Multiple Python files as staged artifacts¶
Be sure to read the stage_path documentation requirements for linking to staged code in your code spec.
This example YAML uses multiple staged Python source files:
api_version: 2.0.0
spec_type: code_spec
name: analytics_suite
version: v3
description: Analytics suite with multiple modules
artifacts:
- alias: utils
stage_path: "@MY_DB.PUBLIC.CODE_STAGE/analytics/utils.py"
description: Utility functions
- alias: transformers
stage_path: "@MY_DB.PUBLIC.CODE_STAGE/analytics/transformers.py"
description: Data transformation functions
- alias: validators
stage_path: "@MY_DB.PUBLIC.CODE_STAGE/analytics/validators.py"

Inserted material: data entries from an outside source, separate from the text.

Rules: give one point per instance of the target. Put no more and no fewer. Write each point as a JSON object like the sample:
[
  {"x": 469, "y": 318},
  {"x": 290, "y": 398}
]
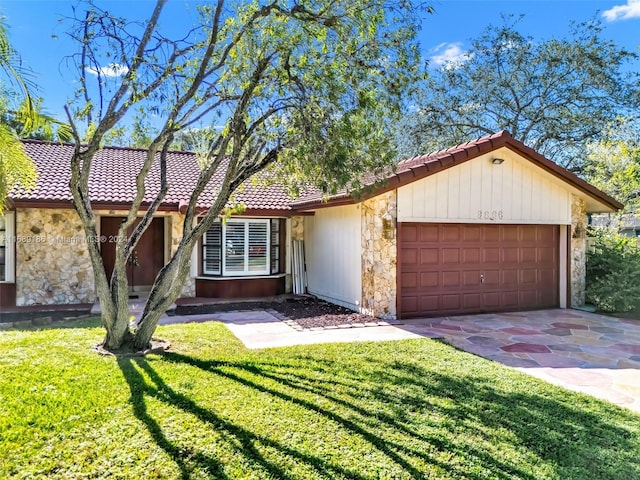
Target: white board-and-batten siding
[
  {"x": 333, "y": 255},
  {"x": 479, "y": 191}
]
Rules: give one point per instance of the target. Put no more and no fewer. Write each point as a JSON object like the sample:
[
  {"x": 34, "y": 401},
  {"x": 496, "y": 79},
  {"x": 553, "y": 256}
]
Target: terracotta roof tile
[
  {"x": 419, "y": 167},
  {"x": 113, "y": 177}
]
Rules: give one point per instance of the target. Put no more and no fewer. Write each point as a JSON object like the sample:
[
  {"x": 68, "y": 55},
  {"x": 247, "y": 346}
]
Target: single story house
[{"x": 490, "y": 225}]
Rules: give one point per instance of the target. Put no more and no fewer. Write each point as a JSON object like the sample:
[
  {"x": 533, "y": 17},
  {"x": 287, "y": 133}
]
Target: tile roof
[
  {"x": 416, "y": 168},
  {"x": 113, "y": 175},
  {"x": 114, "y": 170}
]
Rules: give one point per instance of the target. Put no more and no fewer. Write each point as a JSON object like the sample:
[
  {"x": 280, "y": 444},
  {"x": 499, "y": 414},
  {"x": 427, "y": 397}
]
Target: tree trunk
[{"x": 164, "y": 292}]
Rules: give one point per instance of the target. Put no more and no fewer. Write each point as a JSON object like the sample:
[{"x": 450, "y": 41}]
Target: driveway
[{"x": 581, "y": 351}]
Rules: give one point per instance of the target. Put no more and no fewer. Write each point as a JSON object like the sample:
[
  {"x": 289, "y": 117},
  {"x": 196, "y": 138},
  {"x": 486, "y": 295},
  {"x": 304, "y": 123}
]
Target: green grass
[{"x": 212, "y": 409}]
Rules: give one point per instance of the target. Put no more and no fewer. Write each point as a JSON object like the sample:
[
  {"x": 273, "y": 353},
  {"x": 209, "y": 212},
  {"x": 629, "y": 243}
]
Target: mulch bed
[{"x": 306, "y": 312}]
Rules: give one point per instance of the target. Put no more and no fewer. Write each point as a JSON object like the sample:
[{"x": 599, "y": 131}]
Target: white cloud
[
  {"x": 111, "y": 70},
  {"x": 623, "y": 12},
  {"x": 449, "y": 55}
]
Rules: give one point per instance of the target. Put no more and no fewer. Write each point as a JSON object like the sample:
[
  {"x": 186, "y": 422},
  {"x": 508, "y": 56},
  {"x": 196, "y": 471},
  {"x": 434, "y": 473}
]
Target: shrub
[{"x": 613, "y": 272}]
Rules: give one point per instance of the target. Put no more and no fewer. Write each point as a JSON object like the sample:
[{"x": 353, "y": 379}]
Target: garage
[
  {"x": 447, "y": 269},
  {"x": 487, "y": 226}
]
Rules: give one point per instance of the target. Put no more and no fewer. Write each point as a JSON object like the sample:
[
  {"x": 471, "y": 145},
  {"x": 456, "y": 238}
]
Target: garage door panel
[
  {"x": 409, "y": 256},
  {"x": 529, "y": 233},
  {"x": 441, "y": 268},
  {"x": 510, "y": 255},
  {"x": 450, "y": 279},
  {"x": 409, "y": 280},
  {"x": 546, "y": 255},
  {"x": 491, "y": 255},
  {"x": 450, "y": 233},
  {"x": 450, "y": 256},
  {"x": 472, "y": 233},
  {"x": 429, "y": 280},
  {"x": 528, "y": 277},
  {"x": 470, "y": 256},
  {"x": 490, "y": 234},
  {"x": 429, "y": 256},
  {"x": 492, "y": 300},
  {"x": 509, "y": 233},
  {"x": 528, "y": 254}
]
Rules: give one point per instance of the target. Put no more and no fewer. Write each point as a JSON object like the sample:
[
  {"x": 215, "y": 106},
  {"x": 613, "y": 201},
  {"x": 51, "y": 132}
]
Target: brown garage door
[{"x": 468, "y": 268}]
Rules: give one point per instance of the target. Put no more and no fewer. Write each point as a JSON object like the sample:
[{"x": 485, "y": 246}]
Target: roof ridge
[{"x": 109, "y": 147}]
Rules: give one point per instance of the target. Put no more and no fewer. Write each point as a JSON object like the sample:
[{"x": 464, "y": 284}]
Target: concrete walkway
[{"x": 584, "y": 352}]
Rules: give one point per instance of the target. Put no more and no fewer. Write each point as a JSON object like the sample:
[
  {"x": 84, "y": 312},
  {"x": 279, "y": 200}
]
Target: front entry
[{"x": 147, "y": 258}]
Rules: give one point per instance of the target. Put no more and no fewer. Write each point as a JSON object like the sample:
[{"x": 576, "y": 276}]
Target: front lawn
[{"x": 212, "y": 409}]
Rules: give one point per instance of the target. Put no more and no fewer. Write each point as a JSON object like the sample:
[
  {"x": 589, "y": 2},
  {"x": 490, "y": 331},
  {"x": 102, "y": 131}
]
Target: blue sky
[{"x": 36, "y": 32}]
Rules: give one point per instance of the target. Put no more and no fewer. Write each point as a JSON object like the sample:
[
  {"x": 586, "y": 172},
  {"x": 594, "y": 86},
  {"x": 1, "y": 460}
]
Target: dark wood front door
[
  {"x": 148, "y": 256},
  {"x": 466, "y": 268}
]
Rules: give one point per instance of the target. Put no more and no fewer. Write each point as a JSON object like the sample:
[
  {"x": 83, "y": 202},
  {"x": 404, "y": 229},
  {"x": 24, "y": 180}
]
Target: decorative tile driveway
[{"x": 581, "y": 351}]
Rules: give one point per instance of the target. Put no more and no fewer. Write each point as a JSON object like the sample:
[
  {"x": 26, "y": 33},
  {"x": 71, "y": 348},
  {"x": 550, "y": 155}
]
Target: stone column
[
  {"x": 578, "y": 251},
  {"x": 297, "y": 228},
  {"x": 379, "y": 254}
]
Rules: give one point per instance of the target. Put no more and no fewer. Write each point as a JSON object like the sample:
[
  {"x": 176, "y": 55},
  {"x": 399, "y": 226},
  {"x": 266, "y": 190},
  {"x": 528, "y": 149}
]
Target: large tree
[
  {"x": 613, "y": 165},
  {"x": 554, "y": 95},
  {"x": 305, "y": 87}
]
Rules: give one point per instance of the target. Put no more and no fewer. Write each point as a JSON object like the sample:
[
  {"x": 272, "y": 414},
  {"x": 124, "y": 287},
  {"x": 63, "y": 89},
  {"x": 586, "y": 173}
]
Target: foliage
[
  {"x": 613, "y": 272},
  {"x": 613, "y": 165},
  {"x": 213, "y": 409},
  {"x": 307, "y": 89},
  {"x": 16, "y": 168},
  {"x": 553, "y": 95},
  {"x": 24, "y": 120}
]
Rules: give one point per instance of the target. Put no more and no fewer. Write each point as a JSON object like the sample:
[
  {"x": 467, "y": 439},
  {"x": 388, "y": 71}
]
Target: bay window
[{"x": 242, "y": 247}]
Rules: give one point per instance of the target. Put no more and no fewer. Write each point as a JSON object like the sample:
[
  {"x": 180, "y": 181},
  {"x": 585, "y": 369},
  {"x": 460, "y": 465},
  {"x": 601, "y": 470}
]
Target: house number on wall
[{"x": 490, "y": 215}]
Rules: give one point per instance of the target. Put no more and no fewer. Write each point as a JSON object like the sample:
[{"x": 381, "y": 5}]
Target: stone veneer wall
[
  {"x": 379, "y": 254},
  {"x": 578, "y": 251},
  {"x": 53, "y": 265},
  {"x": 52, "y": 260},
  {"x": 177, "y": 220}
]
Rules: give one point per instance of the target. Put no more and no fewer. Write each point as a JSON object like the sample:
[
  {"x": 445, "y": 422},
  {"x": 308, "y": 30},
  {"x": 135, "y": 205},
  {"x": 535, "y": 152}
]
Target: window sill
[{"x": 239, "y": 277}]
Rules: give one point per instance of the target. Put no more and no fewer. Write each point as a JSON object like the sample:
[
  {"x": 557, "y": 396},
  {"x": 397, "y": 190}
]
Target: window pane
[
  {"x": 258, "y": 247},
  {"x": 2, "y": 263},
  {"x": 275, "y": 246},
  {"x": 234, "y": 247},
  {"x": 212, "y": 250}
]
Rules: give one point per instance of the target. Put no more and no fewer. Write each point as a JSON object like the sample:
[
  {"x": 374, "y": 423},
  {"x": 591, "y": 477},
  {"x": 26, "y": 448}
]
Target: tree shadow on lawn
[{"x": 381, "y": 410}]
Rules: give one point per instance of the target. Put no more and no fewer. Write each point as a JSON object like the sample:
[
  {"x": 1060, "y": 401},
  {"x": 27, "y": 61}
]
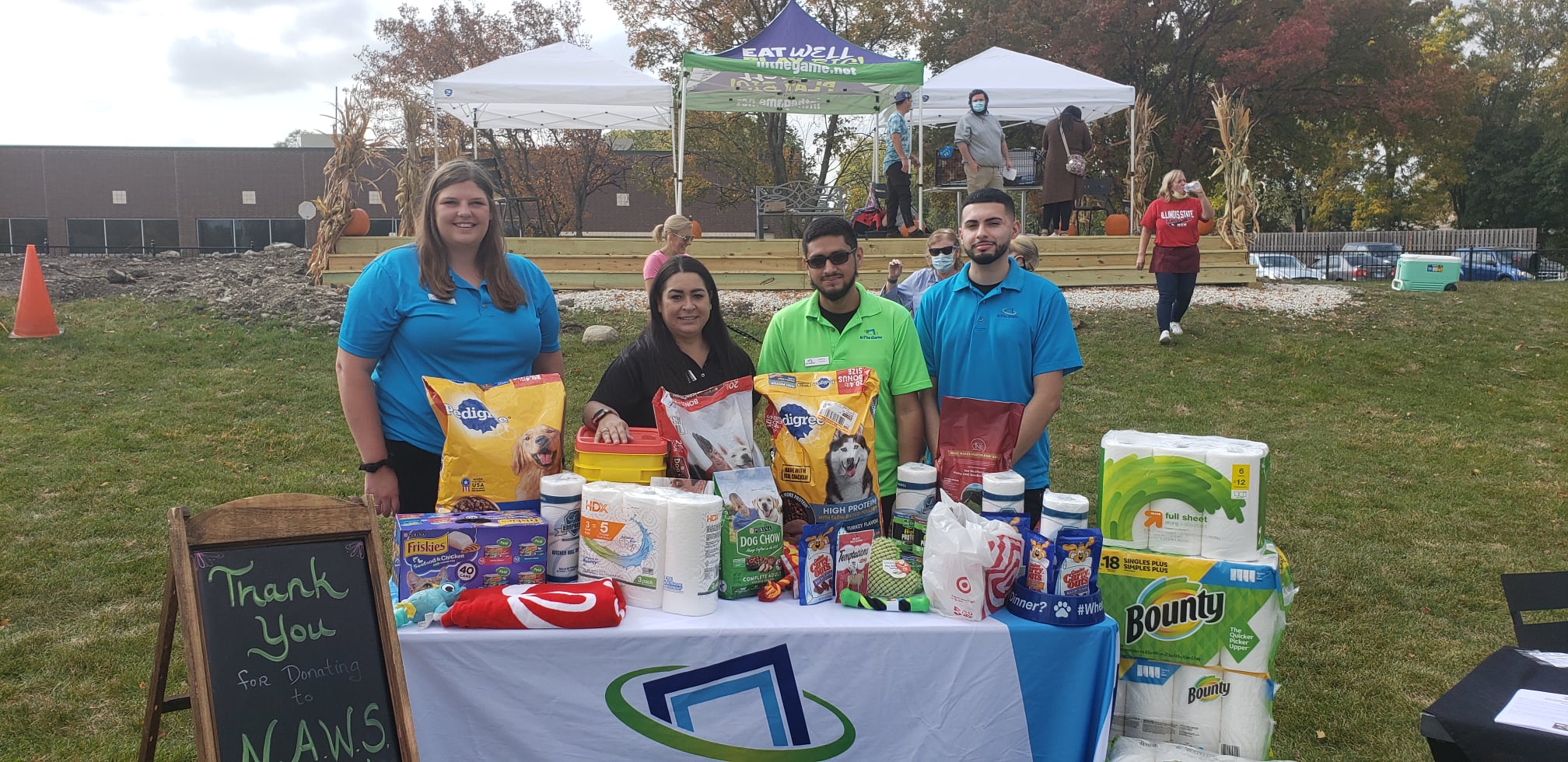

description: Validation functions
functions:
- name: transform_and_validate
type: UDF
language: PYTHON
runtime_version: "3.10"
handler: transformers.transform_validate
arguments:
- name: data
type: OBJECT
returns: OBJECT
imports:
- utils
- transformers
- validators
description: Transforms and validates input data
Troubleshooting code bundles¶
- Error:
CodeSpecAlreadyExistsException- Cause:
Code bundle spec with same name and version already registered.
- Solution:
Use a different version or update the existing version.
- Error:
SpecValidationError- Cause:
YAML doesn’t conform to schema.
- Solution:
Check required fields and format.
- Error:
CodeSpecStageNotAccessibleError- Cause:
Stage referenced in artifact isn’t accessible.
- Solution:
Grant access to stage or verify stage exists.
- Error:
CodeSpecArtifactNotFoundAtStageError- Cause:
File not found at specified stage path.
- Solution:
Upload file to stage before registering.
- Error:
StageDirectoryNotEnabledError- Cause:
Stage doesn’t have DIRECTORY enabled.
- Solution:
Enable directory on the stage:
ALTER STAGE ... SET DIRECTORY = (ENABLE = TRUE)
- Error:
CodeSpecNotFoundForOwnerException- Cause:
Template references unregistered code bundle spec.
- Solution:
Register code bundle spec before registering template.